SEDA - Alessandro Baricco

39 (pg 73)
...
- Mas você não sabe por que Jean Berbek parou de falar? - perguntou-lhe.
- Essa é uma das muitas coisas que ele jamais disse.
Os anos tinham passado, mas ainda havia quadros pendurados nas paredes e panelas no escorredor, ao lado da pia. Aquilo não era nada alegre, e Baldabiou bem que gostaria de ir embora. Mas Hervé Joncour continuava a olhar fascinado para aquelas paredes bolorentas e mortas. era evidente: buscava algo, lá.
- Talvez seja porque a vida, às vezes, se apresenta de uma maneira tal que não há mais nada a dizer.
Disse.
- Mais nada, para sempre.
Baldabiou não era talhado para assuntos sérios. Fitava a cama de Jean Berbeck.

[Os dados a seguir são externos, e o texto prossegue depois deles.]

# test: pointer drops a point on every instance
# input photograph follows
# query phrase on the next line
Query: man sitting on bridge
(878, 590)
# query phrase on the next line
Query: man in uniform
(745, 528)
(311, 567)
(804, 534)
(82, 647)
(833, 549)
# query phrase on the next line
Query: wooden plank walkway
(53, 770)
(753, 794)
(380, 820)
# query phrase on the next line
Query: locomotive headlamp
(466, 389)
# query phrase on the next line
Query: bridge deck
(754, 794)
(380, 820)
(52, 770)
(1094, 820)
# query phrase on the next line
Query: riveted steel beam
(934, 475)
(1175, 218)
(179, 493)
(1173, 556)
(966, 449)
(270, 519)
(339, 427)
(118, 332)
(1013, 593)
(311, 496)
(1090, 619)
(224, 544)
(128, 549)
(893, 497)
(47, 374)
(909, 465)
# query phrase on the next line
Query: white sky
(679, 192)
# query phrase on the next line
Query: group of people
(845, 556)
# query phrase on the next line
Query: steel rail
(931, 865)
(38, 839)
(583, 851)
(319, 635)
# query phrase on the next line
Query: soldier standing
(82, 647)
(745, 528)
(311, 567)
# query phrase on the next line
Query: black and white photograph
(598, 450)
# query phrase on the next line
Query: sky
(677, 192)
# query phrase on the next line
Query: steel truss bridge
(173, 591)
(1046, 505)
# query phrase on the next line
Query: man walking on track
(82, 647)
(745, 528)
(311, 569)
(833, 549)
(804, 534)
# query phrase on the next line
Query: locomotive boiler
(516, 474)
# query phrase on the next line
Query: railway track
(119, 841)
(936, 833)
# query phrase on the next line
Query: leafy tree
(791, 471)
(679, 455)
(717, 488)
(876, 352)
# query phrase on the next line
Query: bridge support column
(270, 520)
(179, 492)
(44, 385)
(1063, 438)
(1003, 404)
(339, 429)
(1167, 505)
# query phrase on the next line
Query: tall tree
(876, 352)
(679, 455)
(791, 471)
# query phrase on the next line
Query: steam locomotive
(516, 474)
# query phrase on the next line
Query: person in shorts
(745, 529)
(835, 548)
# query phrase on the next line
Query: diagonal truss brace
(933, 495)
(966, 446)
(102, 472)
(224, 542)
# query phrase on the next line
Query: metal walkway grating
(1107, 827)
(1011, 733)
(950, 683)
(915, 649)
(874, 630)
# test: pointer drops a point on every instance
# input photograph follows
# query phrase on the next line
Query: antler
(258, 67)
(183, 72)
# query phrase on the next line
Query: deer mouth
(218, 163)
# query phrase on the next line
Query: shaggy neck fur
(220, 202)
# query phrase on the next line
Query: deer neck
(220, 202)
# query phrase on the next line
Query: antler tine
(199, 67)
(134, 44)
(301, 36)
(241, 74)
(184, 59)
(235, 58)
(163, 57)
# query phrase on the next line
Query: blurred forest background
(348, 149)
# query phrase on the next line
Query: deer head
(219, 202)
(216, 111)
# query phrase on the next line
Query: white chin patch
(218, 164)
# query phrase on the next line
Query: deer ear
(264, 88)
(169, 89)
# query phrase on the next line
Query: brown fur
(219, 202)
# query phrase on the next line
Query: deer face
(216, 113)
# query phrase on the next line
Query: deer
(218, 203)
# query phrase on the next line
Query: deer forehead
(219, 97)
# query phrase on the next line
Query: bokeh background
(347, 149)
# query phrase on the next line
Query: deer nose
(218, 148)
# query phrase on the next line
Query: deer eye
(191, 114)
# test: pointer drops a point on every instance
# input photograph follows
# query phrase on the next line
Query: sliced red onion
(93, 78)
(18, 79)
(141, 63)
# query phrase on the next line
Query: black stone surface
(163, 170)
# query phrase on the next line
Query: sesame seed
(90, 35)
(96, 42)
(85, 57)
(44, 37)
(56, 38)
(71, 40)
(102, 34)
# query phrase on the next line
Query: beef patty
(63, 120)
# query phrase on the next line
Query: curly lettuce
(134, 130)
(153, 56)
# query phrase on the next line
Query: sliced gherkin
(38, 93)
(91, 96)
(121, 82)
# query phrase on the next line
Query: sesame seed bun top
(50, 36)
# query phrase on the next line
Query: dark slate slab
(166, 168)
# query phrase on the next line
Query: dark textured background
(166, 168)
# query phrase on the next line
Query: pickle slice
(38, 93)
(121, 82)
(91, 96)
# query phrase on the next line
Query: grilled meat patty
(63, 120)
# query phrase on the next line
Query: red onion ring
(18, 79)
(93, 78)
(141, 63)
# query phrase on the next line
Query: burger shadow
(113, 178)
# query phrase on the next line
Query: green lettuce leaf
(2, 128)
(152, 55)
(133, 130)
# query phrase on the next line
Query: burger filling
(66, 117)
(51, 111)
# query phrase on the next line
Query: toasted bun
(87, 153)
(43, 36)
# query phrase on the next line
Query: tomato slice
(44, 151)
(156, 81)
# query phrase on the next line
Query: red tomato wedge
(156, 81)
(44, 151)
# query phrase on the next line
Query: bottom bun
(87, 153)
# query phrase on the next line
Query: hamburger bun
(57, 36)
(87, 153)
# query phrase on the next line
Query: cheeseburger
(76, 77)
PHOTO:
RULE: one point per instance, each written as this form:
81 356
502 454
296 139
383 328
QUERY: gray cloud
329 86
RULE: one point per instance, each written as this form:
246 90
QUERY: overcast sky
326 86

- Talvez qualquer um emudecesse, numa casa tão horripilante.
Hervé Joncour continuava a viver retirado, indo pouco à cidade, e passava o tempo trabalhando no projeto do parque que cedo ou tarde construiria. Enchia folhas e mais folhas com desenhos estranhos que pareciam máquinas. Uma noite Hèlene lhe perguntou
- O que são?
- Um viveiro.
- Um viveiro?
- Sim.
- E para que serve?
Hervé Joncour mantinha os olhos fixos nos desenhos.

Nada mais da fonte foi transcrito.